On every project we are involved with there always comes a time to discuss the ontology required for the information and processes that are being managed. An ontology allows you to categorise your information based on the business realm it is relevant for. This enhances user productivity through accurate, metadata based content discovery and process mapping. Defining types, properties and relationships is key to managing information, however the management of a metadata structure for a document always seems counter intuitive to users, who cannot see the long term goal of faster content discovery. From a change management perspective it’s tough going to convince users the upfront effort will help them in the long term.

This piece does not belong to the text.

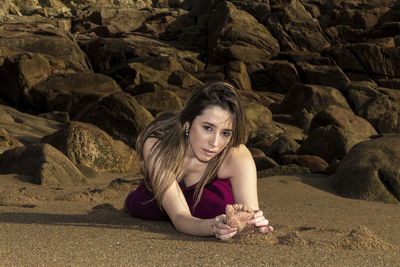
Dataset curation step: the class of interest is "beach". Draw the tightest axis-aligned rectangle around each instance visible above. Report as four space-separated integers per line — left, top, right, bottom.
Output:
0 174 400 266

Semantic Content Management is a practice that can be used to help with this among other things. It facilitates augmenting non semantic information, such as documents in Alfresco, with semantic information such as entities (person, place or organisation ), geo-tag information, abstracts etc. Semantic Content Management is supported by the Semantic web. According to the W3C, “The Semantic Web provides a common framework that allows data to be shared and reused across application, enterprise, and community boundaries”. The semantic web includes sites like dbpedia.org which provides web pages in a defined xml format to contextualize the content. So items such as the language, place or type of data is stored with the content and also the relationships to other content are clearly defined. This structured web information is often referred to as the Web of Things. The advantage of this is that the content is machine readable and this can be exploited by systems to extract and populate the managed content with contextualized metadata. Apache Stanbol is a system that provides services around Semantic Content Management. At Seed we are using Stanbol for one of our customers to auto extract the people, organisations and places that are referenced in the content and attaching it to the content. The plan is to use this enhanced data, in conjunction with search, to allow for analysis of the data in terms of entities and entity graphs and also to annotate any content with further semantic details such as related articles, definitions, geo-tagging etc. Furthermore we plan to build up a database of entities that then be further nourished and provide historic data to our auto categorisation process.
Over the next few weeks we will expand on Semantic Content Management and provide you with examples of how Stanbol features such as Content Enhancement, Reasoning, Knowledge Models and Persistence services are integrated with Alfresco ECM to provide auto categorisation, enriched analysis capability and semantic annotations.